Resolves: rhbz#1179331

openconnect-7.05-ensure-dtls-ciphers-match-the-allowed.patch

@@ -0,0 +1,200 @@
+From 4892c7a53bb0adec98c4540a0b127b209625f82a Mon Sep 17 00:00:00 2001
+From: Nikos Mavrogiannopoulos <nmav@redhat.com>
+Date: Wed, 4 Mar 2015 10:29:06 +0100
+Subject: [PATCH 2/2] when using gnutls enable only the DTLS ciphersuites that
+ were available during TLS
+
+Signed-off-by: Nikos Mavrogiannopoulos <nmav@redhat.com>
+---
+ cstp.c                 |  3 ++
+ dtls.c                 | 79 ++++++++++++++++++++++++++++++++++++++++++++++----
+ gnutls.c               |  7 ++---
+ openconnect-internal.h |  2 ++
+ 4 files changed, 81 insertions(+), 10 deletions(-)
+
+diff --git a/cstp.c b/cstp.c
+index d0d7eff..a06ca34 100644
+--- a/cstp.c
++++ b/cstp.c
+@@ -202,6 +202,9 @@ static int start_cstp_connection(struct openconnect_info *vpninfo)

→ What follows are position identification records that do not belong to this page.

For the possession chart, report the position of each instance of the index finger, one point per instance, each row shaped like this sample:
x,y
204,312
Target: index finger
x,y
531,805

+ 	vpninfo->ip_info.domain = vpninfo->ip_info.proxy_pac = NULL;
+ 	vpninfo->banner = NULL;
+ 
++	if (!vpninfo->dtls_ciphers)
++		vpninfo->dtls_ciphers = dtls_ciphers_from_conn(vpninfo);
++
+ 	for (i = 0; i < 3; i++)
+ 		vpninfo->ip_info.dns[i] = vpninfo->ip_info.nbns[i] = NULL;
+ 	free_split_routes(vpninfo);
+diff --git a/dtls.c b/dtls.c
+index abffbf1..6ac537d 100644
+--- a/dtls.c
++++ b/dtls.c
+@@ -222,6 +222,11 @@ static SSL_SESSION *generate_dtls_session(struct openconnect_info *vpninfo,
+ }
+ #endif
+ 
++char *dtls_ciphers_from_conn(struct openconnect_info *vpninfo)
++{
++	return NULL;
++}
++
+ static int start_dtls_handshake(struct openconnect_info *vpninfo, int dtls_fd)
+ {
+ 	STACK_OF(SSL_CIPHER) *ciphers;
+@@ -438,27 +443,89 @@ void dtls_shutdown(struct openconnect_info *vpninfo)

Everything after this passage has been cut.